Enter the new phone from Apple. It plays music, video, photos… and oh yeah it can make calls too. Apple has completely redone the interface, and it is different than any phone currently on the market. The call interface actually looks pretty Skype-ish, which is a good thing. The way you navigate the phone is different as it is a gigantic touch screen. I think there will be some resistance to this type of navigation (as well as the touch keyboard) but it will grow on people and eventually will become the standard on all cell phones. Why keep the whole keyboard there if you only need it a fraction of the time?

I want this phone. I want it bad. Personally, it will be great to have this phone. However, as a business class device, there are a few features I am concerned about, because if it does not support them then it is DOA in the workplace.

The first is its e-mail client. During the demos, you can see it handles photos flawlessly. What about office attachments? Word and excel spreadsheets? Being an Apple device I would not expect these functions to be built in but I am hopeful that Apple has enough sense that it will open it’s OS for development. This is tied into my second reservation. The OS it is running is based off of OS X:

All the power and sophistication of the world’s most advanced operating system — OS X — is now available on a small, handheld device that gives you access to true desktop-class applications and software, including rich HTML email, full-featured web browsing, and applications such as widgets, Safari, calendar, text messaging, Notes, and Address Book. iPhone is fully multi-tasking, so you can read a web page while downloading your email in the background. This software completely redefines what you can do with a mobile phone. [Source]
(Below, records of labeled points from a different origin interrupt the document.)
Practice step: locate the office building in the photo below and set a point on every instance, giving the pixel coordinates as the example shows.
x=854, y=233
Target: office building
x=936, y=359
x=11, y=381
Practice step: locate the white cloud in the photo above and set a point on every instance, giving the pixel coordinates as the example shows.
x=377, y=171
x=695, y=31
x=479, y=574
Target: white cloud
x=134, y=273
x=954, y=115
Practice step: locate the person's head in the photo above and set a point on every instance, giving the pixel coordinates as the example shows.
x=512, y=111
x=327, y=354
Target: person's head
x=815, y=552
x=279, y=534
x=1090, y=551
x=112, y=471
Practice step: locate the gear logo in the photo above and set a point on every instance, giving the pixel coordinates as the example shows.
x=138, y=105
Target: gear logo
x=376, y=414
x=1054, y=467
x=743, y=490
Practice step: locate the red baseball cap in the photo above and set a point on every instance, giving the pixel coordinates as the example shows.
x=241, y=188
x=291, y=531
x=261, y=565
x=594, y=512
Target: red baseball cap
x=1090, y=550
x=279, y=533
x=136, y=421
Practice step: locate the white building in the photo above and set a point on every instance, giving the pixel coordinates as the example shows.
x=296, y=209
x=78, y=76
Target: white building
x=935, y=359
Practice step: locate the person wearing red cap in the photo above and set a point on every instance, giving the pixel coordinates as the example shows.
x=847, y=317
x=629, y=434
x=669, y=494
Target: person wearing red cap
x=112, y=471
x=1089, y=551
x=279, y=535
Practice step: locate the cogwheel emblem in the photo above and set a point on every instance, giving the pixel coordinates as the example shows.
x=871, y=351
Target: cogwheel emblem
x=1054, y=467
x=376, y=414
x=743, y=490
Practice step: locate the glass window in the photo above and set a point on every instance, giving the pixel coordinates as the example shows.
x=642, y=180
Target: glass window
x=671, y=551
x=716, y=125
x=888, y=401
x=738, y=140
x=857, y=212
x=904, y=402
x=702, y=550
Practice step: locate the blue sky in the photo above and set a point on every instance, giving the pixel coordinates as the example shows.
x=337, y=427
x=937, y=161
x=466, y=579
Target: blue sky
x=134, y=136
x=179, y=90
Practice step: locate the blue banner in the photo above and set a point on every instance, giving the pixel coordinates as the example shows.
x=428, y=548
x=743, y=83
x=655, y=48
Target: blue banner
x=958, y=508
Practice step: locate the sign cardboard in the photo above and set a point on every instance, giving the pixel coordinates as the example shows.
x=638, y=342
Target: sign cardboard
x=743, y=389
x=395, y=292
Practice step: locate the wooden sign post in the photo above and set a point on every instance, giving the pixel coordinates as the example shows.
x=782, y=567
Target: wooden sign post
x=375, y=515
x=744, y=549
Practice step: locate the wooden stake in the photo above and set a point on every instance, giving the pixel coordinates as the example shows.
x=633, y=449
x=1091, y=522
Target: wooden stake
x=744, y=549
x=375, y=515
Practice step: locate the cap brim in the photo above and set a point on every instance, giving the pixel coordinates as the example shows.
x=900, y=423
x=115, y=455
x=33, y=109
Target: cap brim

OS X is based off of BSD - will this be the case with this phone? If so, it should help developers add any kind of applet they can dream up of and will greatly enhance the usability of the phone. I hope Apple takes this direction.

My third reservation is the technology the phone is using. It is not a 3G phone, so the data rates seen on it will not be as good as the Cingular 8525, which uses the 3G UMTS/HSDPA network that Cingular is rolling out. However, the technologies used in this phone might just be enough to outweigh this drawback. It is also possible Apple decided not to use this new technology for cost reasons as the device is already at the upper end of what people will be willing to pay for a phone (especially on a 2 year contract).

Apple has a real winner with the iPhone. Expect this type of phone to really flourish in the next year or two. Apple has conquered my first two devices - mp3 player and cell phone. Once they get a quality 5 or 6 megapixel camera integrated, along with their famous Apple polished interface - Apple will finally have won the integrated device battle.